BoT outlines possible recovery paths

BoT outlines possible recovery paths

Second outbreak the least-desired option

Don Mueang airport on Wednesday. A resurgence in tourist arrivals would bode well for the economy. (Photo by Pornprom Satrabhaya)
Don Mueang airport on Wednesday. A resurgence in tourist arrivals would bode well for the economy. (Photo by Pornprom Satrabhaya)

The economy is likely to stage a V- or U-shaped recovery, while a W-shaped rebound is not far-fetched if a second wave of coronavirus occurs, says a senior official at the central bank.

The V- or U-shaped recovery mainly depends on foreign tourist arrivals and the global economy, said Don Nakornthab, who is in charge of the economic and policy department at the central bank. Foreign arrivals are not expected to return rapidly, given lockdown policies worldwide and in Thailand.

"Even though the government is beginning to allow some local businesses to reopen, cross-border transport remains shut to contain the spread," Mr Don said.

Some economists estimate that the global economy could post a W-shaped recovery because of a second wave of the outbreak. To prevent such an occurrence, coronavirus policies require close monitoring, Mr Don said.

A V-shaped recovery involves a steep fall in the economy followed by a sharp rise back to the previous peak, while a U-shaped pattern is marked by a slump and an extended period in the trench before a rebound. A W-shaped trajectory is also called a double-dip recession.

In March, the Bank of Thailand forecast a 5.3% contraction for 2020, compared with 2.8% growth predicted previously.

Mr Don said the economic contraction deepened in March from the previous month.

The outbreak dealt a greater blow in March to economic activities from all angles, particularly the tourism sector, than in the preceding month, due to bans on inbound tourists imposed by Thailand and many other countries.

The number of foreign tourist arrivals in March was 819,000, down 76.4% from last year, and the impact will be larger in April.

Among economic indicators, only public spending grew for the first time in five months in March, thanks to disbursement after the enactment of the fiscal 2020 budget.

"The measures announced in April are sizeable," Mr Don said. "Public funds must be spent in a timely manner and towards the right targets. If measures are inadequate, related parties must be ready to increase [the budget]."

The government launched a 1.9-trillion-baht package, marking the biggest relief measure ever, to soften the economic blow.

Of the total, 1 trillion baht is for cash handouts to virus-hit people and farmers, public healthcare expenditure and economic and social rehabilitation; 500 billion baht is for the central bank's soft loan scheme for small and medium-sized enterprises (SMEs) with credit lines of up to 500 million baht; and 400 billion baht is for the Corporate Bond Stabilisation Fund.

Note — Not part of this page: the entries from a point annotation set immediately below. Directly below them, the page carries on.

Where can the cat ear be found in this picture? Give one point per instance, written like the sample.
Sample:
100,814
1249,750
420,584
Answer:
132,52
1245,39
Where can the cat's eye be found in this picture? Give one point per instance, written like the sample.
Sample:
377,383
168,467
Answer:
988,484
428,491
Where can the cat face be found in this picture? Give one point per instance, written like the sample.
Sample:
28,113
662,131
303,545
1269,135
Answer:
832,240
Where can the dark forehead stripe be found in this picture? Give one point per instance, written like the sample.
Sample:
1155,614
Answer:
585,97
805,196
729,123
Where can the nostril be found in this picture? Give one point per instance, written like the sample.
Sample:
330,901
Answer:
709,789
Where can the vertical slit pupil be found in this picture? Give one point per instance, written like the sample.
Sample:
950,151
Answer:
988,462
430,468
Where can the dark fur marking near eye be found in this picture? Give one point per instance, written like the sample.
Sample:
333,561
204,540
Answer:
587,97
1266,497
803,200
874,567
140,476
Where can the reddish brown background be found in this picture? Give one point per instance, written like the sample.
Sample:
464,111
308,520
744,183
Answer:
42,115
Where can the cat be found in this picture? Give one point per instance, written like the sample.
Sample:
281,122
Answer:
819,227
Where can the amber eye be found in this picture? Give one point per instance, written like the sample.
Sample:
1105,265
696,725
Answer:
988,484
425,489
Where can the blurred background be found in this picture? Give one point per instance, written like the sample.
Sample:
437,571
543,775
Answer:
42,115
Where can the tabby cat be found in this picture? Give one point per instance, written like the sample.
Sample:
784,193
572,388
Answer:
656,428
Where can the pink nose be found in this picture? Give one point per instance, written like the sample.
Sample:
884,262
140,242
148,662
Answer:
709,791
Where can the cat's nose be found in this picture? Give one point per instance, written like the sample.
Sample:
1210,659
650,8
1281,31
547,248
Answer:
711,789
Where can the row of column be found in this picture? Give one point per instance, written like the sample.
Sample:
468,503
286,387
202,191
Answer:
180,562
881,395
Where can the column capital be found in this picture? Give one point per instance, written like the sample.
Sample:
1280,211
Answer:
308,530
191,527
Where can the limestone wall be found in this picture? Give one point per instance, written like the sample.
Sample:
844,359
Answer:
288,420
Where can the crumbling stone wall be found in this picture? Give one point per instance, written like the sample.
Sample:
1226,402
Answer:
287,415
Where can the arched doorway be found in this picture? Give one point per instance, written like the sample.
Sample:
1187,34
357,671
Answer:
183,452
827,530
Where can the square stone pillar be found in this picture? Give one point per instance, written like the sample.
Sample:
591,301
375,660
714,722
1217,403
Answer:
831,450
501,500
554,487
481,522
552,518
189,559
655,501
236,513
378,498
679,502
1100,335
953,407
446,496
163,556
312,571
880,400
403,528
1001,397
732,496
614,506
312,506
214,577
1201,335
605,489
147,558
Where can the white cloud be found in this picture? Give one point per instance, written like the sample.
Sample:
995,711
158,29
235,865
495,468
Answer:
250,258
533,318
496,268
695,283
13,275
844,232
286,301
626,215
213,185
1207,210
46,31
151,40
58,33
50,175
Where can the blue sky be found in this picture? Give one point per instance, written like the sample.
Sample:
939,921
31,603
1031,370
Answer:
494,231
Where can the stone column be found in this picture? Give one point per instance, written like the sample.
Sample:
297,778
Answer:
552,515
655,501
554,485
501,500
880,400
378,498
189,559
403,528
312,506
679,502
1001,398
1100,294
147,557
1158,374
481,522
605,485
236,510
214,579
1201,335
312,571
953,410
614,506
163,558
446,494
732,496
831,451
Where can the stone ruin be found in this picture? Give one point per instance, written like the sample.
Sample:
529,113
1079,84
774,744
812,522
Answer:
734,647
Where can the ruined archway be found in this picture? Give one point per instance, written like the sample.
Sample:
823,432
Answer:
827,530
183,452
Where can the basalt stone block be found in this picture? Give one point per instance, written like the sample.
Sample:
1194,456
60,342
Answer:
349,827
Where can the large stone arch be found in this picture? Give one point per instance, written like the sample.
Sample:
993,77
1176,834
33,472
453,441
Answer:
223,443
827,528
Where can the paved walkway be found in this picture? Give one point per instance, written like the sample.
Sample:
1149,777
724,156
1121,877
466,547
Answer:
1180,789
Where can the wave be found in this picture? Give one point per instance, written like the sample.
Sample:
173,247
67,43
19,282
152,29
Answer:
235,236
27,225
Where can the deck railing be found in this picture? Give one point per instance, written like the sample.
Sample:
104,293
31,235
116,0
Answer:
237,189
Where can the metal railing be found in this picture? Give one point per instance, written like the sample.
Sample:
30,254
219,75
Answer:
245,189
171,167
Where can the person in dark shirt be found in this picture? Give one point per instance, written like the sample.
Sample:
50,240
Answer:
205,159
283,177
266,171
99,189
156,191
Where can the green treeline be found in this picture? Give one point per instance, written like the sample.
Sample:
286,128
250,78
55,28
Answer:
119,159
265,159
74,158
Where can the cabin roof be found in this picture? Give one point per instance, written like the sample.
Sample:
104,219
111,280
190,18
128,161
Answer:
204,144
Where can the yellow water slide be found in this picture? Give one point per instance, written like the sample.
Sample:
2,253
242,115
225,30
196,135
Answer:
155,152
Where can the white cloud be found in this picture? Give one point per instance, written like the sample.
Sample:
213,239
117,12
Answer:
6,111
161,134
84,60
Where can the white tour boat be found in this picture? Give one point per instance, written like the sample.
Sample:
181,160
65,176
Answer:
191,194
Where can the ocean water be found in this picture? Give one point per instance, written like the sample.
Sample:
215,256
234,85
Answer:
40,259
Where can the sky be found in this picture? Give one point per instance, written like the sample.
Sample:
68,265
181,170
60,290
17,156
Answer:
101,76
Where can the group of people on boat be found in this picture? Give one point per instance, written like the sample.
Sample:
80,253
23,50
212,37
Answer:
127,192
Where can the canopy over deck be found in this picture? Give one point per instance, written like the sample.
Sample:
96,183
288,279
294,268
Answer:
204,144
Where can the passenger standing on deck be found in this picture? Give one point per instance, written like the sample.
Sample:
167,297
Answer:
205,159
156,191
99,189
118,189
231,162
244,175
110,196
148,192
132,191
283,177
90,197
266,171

Mr Don said the 1-trillion-baht relief plan is equal to 6% of GDP, while the 500 billion baht in soft loans represents 3%.

The central bank's soft loan scheme will help support liquidity of SMEs and needs to monitor loan demand after a mere 24 billion baht in loans were sought in the first week after the application period opened.

On the stability front, some indicators deteriorated, with headline inflation plunging into negative territory for the first time since June 2017 in March on a sharp contraction in energy prices. The labour market became more vulnerable, Mr Don said.

The current account registered a narrow surplus, owing to a lower trade balance from the increase in merchandise import value and the decline in travel receipts.

The capital and financial accounts posted a deficit from both the asset and the liability positions. Overall stability remained sound, however.

The baht weakened against the dollar from March to the beginning of April, but the trend later reversed as the US reported that new coronavirus cases were under control, Mr Don said, adding that there is no rapid recovery for tourism in sight to reset the local currency's longer trend.

He said economic growth is expected to shrink in the first quarter, with a deeper contraction in the second quarter.

The National Economic and Social Development Council is due to release the first quarter's economic results on May 18.